Review course options for your first semester at UT
"Registration" refers to the first time you sign up for classes for a given semester. "Add/drop" refers to the schedule changes that you make after your initial registration period. Consider adding and dropping to be part of registration. If you don't get the schedule you want during initial registration, remember that you will have opportunities later to make changes.
Students can add available classes for which they meet the prerequisites online through the fourth class day during a long-session semester and the second day of a summer session.
Between the fifth and twelfth class days (third and fourth days for summer), students must seek the permission of the department offering the course in order to be added. Instructor approval may also be required.

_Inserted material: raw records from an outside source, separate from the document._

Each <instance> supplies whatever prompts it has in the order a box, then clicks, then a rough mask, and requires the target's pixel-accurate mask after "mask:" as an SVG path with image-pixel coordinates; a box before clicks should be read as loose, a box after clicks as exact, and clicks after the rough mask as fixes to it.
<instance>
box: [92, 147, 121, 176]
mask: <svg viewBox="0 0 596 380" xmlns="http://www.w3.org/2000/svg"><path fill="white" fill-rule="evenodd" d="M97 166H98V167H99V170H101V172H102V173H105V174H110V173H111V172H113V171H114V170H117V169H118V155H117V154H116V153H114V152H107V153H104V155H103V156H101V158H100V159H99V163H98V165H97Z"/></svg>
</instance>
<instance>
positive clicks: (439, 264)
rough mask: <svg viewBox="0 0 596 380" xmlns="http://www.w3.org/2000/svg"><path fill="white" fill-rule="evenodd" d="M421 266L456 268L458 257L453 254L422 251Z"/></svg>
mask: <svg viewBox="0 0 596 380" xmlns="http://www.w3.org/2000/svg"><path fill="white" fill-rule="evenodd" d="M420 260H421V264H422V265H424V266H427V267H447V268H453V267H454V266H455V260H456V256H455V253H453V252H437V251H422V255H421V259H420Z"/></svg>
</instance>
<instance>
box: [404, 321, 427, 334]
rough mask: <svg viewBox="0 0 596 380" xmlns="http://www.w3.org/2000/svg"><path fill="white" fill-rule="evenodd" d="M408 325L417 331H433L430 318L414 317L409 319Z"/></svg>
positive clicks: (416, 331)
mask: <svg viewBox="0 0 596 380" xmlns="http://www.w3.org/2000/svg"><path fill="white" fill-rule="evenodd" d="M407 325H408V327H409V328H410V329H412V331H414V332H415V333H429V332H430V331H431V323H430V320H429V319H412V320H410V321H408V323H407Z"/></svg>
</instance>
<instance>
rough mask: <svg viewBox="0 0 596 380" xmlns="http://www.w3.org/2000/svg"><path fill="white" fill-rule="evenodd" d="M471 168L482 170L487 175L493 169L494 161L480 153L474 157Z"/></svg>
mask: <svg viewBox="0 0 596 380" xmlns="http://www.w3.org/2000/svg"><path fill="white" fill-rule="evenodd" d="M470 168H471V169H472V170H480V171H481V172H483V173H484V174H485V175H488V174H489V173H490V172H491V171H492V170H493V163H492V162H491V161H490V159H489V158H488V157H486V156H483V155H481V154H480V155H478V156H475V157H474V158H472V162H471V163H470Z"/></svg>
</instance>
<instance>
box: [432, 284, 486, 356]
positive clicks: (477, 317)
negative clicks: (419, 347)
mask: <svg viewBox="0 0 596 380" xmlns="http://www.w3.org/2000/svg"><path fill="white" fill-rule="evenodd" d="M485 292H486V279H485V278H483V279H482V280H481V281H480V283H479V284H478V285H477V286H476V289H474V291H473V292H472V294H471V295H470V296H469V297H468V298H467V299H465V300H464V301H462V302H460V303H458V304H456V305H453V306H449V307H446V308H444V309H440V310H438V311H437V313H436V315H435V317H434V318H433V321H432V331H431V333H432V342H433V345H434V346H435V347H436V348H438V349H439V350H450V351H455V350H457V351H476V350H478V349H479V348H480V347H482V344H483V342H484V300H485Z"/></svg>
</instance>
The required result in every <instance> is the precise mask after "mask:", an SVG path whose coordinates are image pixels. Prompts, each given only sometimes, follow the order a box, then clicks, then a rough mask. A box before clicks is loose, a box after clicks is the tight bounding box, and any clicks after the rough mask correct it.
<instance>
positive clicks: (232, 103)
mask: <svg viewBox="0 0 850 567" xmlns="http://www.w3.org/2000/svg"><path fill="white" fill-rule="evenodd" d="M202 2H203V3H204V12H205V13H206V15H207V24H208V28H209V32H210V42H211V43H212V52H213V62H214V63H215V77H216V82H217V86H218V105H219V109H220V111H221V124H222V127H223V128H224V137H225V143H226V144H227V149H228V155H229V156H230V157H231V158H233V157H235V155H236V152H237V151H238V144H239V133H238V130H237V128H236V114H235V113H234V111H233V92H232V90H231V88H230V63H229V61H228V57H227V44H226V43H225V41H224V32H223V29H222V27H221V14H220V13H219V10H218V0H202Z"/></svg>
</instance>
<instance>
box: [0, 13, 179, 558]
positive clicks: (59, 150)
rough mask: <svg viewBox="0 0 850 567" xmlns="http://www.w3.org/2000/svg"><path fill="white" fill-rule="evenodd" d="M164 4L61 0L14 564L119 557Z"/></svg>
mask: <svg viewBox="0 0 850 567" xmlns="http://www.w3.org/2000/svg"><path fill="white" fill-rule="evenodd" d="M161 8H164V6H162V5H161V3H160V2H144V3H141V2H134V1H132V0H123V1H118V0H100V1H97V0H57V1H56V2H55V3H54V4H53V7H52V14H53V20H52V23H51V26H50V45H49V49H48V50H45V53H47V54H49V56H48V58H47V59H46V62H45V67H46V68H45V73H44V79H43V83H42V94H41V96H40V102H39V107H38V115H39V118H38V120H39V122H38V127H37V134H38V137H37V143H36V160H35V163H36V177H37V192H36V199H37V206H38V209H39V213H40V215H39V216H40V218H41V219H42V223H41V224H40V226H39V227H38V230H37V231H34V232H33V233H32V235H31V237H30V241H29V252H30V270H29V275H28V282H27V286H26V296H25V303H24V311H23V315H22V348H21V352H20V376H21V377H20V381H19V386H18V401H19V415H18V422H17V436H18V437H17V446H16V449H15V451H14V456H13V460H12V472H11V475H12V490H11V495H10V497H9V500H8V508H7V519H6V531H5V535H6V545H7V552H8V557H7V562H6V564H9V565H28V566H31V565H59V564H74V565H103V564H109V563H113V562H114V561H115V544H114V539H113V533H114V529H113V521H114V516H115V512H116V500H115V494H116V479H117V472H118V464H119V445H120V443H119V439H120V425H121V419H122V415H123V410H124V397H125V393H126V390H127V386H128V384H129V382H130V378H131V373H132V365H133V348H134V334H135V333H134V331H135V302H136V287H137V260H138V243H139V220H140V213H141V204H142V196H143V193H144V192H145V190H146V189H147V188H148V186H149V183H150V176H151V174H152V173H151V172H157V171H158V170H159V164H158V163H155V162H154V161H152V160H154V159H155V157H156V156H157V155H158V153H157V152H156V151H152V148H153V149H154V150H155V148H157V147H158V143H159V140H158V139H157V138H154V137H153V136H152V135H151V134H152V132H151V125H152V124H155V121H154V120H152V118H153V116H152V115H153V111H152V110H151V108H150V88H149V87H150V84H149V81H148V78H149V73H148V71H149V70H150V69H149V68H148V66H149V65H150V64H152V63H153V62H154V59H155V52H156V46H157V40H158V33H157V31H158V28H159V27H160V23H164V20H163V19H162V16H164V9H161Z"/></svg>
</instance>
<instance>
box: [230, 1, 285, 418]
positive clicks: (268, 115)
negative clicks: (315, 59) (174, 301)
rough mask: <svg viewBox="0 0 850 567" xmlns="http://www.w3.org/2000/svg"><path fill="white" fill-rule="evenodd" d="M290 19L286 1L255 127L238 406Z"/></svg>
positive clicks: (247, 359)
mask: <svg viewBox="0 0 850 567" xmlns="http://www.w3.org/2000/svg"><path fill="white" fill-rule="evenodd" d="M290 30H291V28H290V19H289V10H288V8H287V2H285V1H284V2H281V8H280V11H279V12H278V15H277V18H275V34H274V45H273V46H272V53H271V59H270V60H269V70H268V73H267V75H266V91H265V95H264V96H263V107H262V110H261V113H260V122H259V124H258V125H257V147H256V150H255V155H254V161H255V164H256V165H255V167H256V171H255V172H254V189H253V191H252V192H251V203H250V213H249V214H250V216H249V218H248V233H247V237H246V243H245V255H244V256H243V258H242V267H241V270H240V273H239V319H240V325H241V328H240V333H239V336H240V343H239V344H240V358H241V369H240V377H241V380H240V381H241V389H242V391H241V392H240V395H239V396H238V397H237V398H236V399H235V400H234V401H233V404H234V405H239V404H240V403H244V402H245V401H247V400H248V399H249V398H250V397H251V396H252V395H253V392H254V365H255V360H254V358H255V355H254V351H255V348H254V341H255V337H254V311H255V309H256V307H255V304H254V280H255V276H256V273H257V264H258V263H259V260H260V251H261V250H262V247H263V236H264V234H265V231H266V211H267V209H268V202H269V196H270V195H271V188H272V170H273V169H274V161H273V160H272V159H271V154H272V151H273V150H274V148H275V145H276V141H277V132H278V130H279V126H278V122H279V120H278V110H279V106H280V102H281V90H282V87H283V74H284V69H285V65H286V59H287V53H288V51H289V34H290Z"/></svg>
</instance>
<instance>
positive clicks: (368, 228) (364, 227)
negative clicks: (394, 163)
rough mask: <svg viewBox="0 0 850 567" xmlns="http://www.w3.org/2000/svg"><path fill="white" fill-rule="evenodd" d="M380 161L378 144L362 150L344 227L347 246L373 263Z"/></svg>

After the twelfth class day (fourth for summer), students must come to the Student Division for instructions on adding courses. Adding courses at this time is rarely allowed.
Students can drop classes online up through the twelfth class day of a long-session semester (and the fourth class day of a summer session). Students who drop during this period may be entitled to a refund. Courses dropped during this period do not appear on a student's record.
From the thirteenth class day through the midsemester deadline in a long-session (fifth through last day in summer), students must obtain a form from the Student Division, and then obtain the instructor's signature to drop a course with a Q.
After the midsemester long-session deadline, students must speak with a Dean's Office (Student Division) advisor in GEB 2.306 and will only be approved to drop a course for urgent, substantiated, and nonacademic reasons. Drops are rarely allowed during this time. A student might be able to use his/her One-Time-Exception (OTE) to drop a single class or withdraw from all classes after the deadline for academic reasons, but must speak with a Dean's Office advisor to see if they qualify. international students will also need the permission of the International Office in order to pursue a drop.
Limit on Q-drops
Students who entered a Texas public institution of higher education in fall 2007 or later will be restricted to six Q-drops in their academic careers. Exceptions may be made for documented, non-academic circumstances.